Reporter's Notebook: Kansas was the first state to charge (and screw up) a John Doe warrant
By Nadia Pflaum in Reporter's Notebook
Wed., Aug. 19 2009 @ 7:00AM
| Kansas Department of Corrections |
| Douglas Belt |
But 10 years before the Wyandotte County case, another Kansas prosecutor paved the way for this new use of DNA profiling. On March 13, 1991, McPherson County's prosecuting attorney, Ty Kaufman, used DNA to indict a John Doe who was later identified as Douglas Belt.
According to court documents in State v. Belt:
Just after midnight on March 25, 1989, A.H. was taking a shower at her home when an unidentified man broke into her home, came into the bathroom, grabbed her, told her he had a knife, and took her to the bedroom. He put duct tape around her head, covering her eyes, and bound her hands with the tape. He performed oral sex on her, vaginally and anally raped her, and then left her bound and blindfolded while he escaped.This same perpetrator was linked to six other sexual assaults in the late '80s and early '90s in the Kansas counties of Thomas, Saline, Reno and McPherson.
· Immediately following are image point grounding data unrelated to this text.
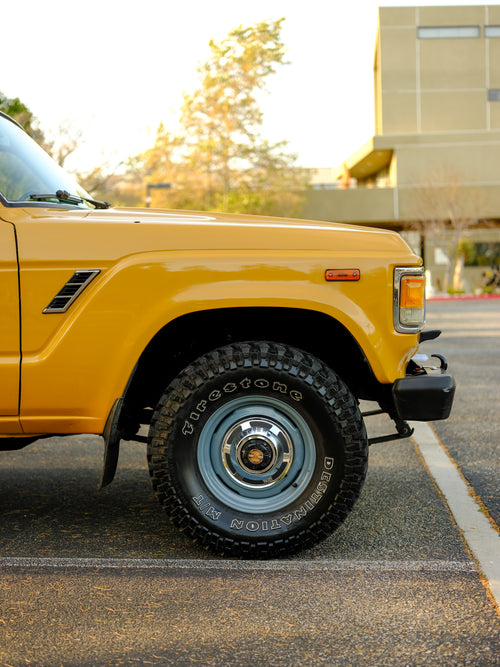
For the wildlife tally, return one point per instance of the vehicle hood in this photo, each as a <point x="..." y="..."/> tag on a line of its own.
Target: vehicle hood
<point x="147" y="229"/>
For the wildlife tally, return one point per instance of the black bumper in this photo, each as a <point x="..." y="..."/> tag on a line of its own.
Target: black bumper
<point x="424" y="397"/>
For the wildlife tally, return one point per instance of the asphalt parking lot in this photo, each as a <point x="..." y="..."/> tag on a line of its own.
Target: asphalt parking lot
<point x="90" y="578"/>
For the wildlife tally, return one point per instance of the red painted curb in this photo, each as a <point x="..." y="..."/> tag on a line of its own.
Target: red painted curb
<point x="463" y="297"/>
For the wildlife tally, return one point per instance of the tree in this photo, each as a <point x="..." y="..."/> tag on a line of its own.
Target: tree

Kaufman charged John Doe's forensic profile with "one count of rape, two counts of aggravated sodomy, one count of aggravated burglary, and one count of aggravated kidnapping."
But because this case was the first of its kind in the country, Kaufman made a mistake.
| Jackson County Prosecutor Ted Hunt |
Forensic scientists have given names to 13 specific locations within a DNA sample, which are called "loci." These 13 sites are universal to all human DNA. Scientists gave each site a name; two examples are D2S44 and D17S79. These loci act as addresses, and the genetic data at each address can be numerically coded. The resulting series of numbers and letters, the coded profile, is unique to only one individual on earth. (According to Wikipedia, "the actual probability that 2 random persons have the same DNA is only 1 in 3 trillion.")
But when Kaufman wrote up the charging documents for the John Doe, only the loci were listed in place of Belt's name. Hunt explains, "Everbody has D2S44. Everybody has D17S79. ...They (the prosecutors) put the template (for DNA coding) in, but they didn't fill in the blanks."
Kaufman wasn't the only one making mistakes. The Kansas Bureau of Investigations mislabeled Belt's DNA sample, switching it with another man's, so the DNA collected from the serial rapes were only connected to Belt after he was charged for beheading a woman in Wichita in 2002. Belt's DNA at that murder scene matched DNA collected from the rapes in the other four Kansas counties. (The KBI director apologized for the error in a 2003 news conference.)
In the rape cases, Belt's attorneys argued that the DNA profile information used in the John Doe warrants wasn't specific enough to identify Belt. Judges in Thomas, Reno, Saline and McPherson counties each dismissed the charges. The state appealed. In March 2008, the Kansas Supreme Court consolidated all seven cases and dismissed them all, siding with Belt's attorneys and ruling that the warrants lacked the specficity to meet legal standards.
Meanwhile, Belt was sentenced to death in 2004 for the Wichita murder. He's incarcerated at the El Dorado Correctional Facility, where he awaits execution.
As a result of the Belt case, prosecutors around the country know to include the full coding of a DNA profile in their charging documents for John Doe cases.